20. 11 Jul 2012 20:58

pollyesther

faith vs works
Which is it and whats it for?
Paul writes in Galatians about faith vs works
Galatians 2:16
knowing that a man is not justified by the works of the law but by faith in Jesus Christ, even we have believed in Christ Jesus, that we might be justified by faith in Christ and not by the works of the law; for by the works of the law no flesh shall be justified.

and James
James 2:14-17
New King James Version (NKJV)


14 What does it profit, my brethren, if someone says he has faith but does not have works? Can faith save him? 15 If a brother or sister is naked and destitute of daily food, 16 and one of you says to them, “Depart in peace, be warmed and filled,” but you do not give them the things which are needed for the body, what does it profit? 17 Thus also faith by itself, if it does not have works, is dead.

I think they are talking about different types of works here. Paul is referring to the works of the law from the Old Covenant. The Old Covenant was made between God and the Hebrews. All of those works (sacrifices and offerrings etc.) were a shadow of the sacrifice Jesus would make on the cross. That is why Jesus is called the "Lamb of God"

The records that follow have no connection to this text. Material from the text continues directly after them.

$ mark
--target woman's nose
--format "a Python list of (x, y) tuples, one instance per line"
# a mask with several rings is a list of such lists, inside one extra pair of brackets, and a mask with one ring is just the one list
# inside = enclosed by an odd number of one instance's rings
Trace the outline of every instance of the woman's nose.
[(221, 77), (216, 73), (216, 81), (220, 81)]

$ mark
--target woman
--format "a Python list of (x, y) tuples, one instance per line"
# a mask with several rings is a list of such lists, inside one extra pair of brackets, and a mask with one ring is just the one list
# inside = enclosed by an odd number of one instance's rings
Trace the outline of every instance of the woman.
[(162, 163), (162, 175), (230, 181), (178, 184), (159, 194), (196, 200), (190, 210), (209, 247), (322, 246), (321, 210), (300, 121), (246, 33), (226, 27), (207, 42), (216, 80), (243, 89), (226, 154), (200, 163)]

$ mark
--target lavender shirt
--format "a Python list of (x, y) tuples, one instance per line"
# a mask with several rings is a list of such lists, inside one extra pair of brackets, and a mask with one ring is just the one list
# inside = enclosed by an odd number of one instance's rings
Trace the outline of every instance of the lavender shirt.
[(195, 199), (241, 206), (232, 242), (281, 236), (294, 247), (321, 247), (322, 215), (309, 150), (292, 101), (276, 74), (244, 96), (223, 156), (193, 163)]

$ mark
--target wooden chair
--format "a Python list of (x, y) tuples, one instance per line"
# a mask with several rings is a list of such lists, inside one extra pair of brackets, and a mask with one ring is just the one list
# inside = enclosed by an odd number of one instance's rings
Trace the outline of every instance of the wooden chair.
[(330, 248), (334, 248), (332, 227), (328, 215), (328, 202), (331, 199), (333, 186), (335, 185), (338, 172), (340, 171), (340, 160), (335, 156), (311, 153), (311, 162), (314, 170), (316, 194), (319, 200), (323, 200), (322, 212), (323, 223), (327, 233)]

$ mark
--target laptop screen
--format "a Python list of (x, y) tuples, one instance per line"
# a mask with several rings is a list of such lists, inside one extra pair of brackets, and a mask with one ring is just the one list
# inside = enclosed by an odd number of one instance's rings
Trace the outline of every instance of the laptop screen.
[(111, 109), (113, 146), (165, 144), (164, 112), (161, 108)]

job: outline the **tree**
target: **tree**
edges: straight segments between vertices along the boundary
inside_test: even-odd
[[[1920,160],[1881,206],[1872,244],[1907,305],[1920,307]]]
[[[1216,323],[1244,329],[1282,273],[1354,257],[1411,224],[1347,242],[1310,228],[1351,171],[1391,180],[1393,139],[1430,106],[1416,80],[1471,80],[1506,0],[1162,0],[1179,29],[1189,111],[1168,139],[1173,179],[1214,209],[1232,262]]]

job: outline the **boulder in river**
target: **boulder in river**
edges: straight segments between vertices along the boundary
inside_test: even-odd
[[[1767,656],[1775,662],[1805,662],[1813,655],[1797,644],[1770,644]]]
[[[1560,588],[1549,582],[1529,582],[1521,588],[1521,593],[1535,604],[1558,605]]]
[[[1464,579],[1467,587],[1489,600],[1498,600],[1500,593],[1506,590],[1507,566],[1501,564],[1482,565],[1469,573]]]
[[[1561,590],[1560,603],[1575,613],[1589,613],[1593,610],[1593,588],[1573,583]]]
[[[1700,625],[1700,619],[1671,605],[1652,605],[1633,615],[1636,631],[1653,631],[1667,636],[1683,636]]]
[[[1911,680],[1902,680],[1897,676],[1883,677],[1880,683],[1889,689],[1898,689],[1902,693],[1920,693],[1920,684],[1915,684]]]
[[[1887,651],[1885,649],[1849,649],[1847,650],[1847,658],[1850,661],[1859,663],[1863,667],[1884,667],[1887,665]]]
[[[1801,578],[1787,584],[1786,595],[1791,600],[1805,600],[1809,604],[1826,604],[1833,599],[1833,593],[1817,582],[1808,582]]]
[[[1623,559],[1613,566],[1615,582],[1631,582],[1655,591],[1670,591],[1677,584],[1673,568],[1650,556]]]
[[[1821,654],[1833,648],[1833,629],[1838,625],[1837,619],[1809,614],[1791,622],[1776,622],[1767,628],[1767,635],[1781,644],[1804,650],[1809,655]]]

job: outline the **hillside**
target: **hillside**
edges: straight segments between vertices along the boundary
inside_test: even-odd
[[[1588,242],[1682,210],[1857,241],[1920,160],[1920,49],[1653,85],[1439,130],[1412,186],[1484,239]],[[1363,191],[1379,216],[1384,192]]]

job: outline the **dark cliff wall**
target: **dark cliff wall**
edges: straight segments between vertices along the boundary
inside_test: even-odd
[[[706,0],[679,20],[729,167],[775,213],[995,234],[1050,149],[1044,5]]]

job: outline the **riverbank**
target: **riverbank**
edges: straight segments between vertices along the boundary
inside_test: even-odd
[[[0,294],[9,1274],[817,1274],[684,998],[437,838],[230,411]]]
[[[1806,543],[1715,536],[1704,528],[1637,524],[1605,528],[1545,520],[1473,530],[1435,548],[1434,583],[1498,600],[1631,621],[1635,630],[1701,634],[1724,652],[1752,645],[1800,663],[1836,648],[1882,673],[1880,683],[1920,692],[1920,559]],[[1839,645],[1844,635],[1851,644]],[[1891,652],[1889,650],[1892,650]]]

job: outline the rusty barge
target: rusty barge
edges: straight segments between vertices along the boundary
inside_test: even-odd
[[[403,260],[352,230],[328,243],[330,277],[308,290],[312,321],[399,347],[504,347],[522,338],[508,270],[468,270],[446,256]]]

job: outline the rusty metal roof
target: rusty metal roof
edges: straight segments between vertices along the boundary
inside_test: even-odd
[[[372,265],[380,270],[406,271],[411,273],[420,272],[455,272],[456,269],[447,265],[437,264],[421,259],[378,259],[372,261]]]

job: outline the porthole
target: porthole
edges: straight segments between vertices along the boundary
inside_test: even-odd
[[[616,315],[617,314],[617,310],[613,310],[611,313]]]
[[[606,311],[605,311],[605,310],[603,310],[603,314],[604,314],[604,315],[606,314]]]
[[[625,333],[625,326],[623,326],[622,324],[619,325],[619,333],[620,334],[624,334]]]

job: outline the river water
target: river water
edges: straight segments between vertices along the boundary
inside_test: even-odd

Jesus told us the parable of the good Samaritan in which the badly injured man on the side of the path is passed up by a Priest and a Levite and then saved by a Samaritan. Jesus was always challenging cultural biases which was in this case against Samaritans.
This is the same as what James is saying... One who is in the position to help someone who desparately needs their help, if they have the Spirit of Love they would be compelled to do so.